I tried applying T to each of the four vectors in the standard basis for R^4 and apply T to each in turn I got: (1,1,2), (2,0,-4), (-1,1,-4), (1,1,2). The basis for Im(T) is supposed to be {(1,1,2),(2,0,-4)} so I've done something wrong since my work shows that my answer should also have (-1,1,-4) in the basis.

Can someone explain what is required to find a basis for Im(T)?

Edit: I re-checked my textbook. Im(T) is just the column space of A isn't it?

 

[George Jones]

I don't think you did the multiplication correctly - I get (-1,1,6), not (-1,1,-4).

Show: 1) (1,1,2), (2,0,-4) are linearly independent; 2) (-1,1,6) is a linear combination of (1,1,2) and (2,0,-4).

Regards,
George

 

[HallsofIvy]

And it's not so much "multiplication" as it is just copying the columns correctly!

 

[Benny]

Thanks for the help guys.
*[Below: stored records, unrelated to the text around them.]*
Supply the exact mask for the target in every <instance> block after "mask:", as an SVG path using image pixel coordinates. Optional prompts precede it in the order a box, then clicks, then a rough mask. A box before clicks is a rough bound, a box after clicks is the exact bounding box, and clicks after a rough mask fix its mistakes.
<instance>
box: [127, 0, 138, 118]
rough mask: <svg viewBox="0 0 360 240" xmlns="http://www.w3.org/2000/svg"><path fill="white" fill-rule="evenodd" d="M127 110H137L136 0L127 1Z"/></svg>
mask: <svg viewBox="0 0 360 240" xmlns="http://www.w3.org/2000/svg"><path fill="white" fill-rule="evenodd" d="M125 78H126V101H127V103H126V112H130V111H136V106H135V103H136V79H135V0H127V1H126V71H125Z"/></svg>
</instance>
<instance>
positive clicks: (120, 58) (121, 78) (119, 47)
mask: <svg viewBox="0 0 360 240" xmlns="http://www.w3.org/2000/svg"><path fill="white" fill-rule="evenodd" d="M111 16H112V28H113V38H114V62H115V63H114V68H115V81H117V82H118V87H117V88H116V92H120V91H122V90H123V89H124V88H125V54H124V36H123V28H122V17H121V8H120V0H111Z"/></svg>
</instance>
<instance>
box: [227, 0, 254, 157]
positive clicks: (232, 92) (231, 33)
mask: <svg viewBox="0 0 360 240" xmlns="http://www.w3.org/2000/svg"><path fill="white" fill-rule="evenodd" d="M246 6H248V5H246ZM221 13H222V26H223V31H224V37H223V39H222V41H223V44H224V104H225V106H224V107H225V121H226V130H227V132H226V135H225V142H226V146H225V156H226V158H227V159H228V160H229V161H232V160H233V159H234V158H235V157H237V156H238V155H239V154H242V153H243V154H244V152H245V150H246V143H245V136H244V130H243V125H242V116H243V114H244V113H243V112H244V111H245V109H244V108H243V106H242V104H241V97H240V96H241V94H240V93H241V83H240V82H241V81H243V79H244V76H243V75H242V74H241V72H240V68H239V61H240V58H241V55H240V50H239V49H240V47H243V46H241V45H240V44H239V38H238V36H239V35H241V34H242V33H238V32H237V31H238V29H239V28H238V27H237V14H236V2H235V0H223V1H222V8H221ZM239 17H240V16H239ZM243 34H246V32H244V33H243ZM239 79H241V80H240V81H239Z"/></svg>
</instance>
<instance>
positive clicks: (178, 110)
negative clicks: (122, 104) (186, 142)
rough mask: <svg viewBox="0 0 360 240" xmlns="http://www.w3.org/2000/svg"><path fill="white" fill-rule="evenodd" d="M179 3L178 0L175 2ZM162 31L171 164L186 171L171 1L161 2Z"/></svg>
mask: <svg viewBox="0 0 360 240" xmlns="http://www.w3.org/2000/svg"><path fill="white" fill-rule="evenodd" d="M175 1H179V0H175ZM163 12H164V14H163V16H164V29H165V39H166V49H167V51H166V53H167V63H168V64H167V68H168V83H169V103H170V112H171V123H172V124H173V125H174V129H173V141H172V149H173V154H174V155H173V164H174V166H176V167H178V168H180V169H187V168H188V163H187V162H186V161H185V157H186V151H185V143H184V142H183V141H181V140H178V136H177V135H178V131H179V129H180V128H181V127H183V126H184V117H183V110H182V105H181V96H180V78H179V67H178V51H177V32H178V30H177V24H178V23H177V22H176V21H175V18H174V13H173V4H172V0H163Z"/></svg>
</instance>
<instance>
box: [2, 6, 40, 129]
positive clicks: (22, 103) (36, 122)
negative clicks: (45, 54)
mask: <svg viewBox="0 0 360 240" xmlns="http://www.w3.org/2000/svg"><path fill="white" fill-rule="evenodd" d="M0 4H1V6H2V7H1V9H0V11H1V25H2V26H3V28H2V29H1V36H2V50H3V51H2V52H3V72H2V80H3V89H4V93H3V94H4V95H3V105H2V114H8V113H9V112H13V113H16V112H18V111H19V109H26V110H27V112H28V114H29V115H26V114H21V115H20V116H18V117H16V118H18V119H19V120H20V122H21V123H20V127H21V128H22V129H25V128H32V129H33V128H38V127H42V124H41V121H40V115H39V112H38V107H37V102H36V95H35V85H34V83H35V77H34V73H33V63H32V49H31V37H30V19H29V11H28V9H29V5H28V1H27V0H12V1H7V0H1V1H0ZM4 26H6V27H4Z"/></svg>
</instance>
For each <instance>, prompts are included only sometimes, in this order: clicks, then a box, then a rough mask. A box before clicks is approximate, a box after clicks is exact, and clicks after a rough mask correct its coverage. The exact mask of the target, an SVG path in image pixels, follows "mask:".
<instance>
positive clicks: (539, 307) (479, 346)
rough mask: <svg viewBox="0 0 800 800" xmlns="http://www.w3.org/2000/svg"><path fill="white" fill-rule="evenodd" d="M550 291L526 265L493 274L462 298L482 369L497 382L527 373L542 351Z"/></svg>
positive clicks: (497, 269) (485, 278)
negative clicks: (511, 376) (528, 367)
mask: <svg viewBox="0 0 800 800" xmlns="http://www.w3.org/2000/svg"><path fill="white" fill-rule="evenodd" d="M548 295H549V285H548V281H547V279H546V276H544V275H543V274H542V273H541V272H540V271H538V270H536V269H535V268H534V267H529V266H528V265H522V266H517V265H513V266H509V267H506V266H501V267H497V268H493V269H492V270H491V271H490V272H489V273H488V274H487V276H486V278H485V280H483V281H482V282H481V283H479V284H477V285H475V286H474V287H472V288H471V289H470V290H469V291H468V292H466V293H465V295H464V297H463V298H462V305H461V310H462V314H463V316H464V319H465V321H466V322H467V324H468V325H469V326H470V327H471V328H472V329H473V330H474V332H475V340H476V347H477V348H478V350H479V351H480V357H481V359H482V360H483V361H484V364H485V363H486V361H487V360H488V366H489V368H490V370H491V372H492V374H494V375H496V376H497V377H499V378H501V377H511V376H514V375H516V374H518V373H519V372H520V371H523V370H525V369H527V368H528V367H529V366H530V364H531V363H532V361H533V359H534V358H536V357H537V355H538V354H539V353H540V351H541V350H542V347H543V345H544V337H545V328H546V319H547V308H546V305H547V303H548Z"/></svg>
The vectors I obtained was from taking each vector from the standard basis for R^4 and applying the transformation to each of those vectors. I found that I could ge tthe correct answer by taking the columns, reducing and then taking the relevant columns. This isn't the same method that I used to get my original answer(which had 3 vectors in it).

 

[HallsofIvy]

They are the same method! George Jones' point was that you multiplied wrong: Your matrix times the basis vector (0, 0, 1, 0) is (-1, 1, 6), not (-1, 1, -4) as you give. My point was that since you are just multiplying by 1 and 0, The result of multiplying each basis vector by the matrix is just the corresponding column. Since (0, 0, 1, 0) has the one in the third place, multiplying it by this matrix is just the third column of the matrix, (-1, 1, 6).

You know that those 4 vectors can't all be independent since this is only 3 dimensional space. It turns out that only two are- the image is a two dimensional subspace of R³. Another way to find a basis, since, as you say, the image is just the "column space", is to take the transpose of the matrix and "row reduce" it.

(Taking the transpose and row reducing is simpler for most people than "column reducing"!)

 

[Benny]

Hmm...I'll have to check that(the method not the calculation since I've just spotted my error). I'm more used to using the method of taking the matrix A, reducing and then taking the columns which correspond to the pivots.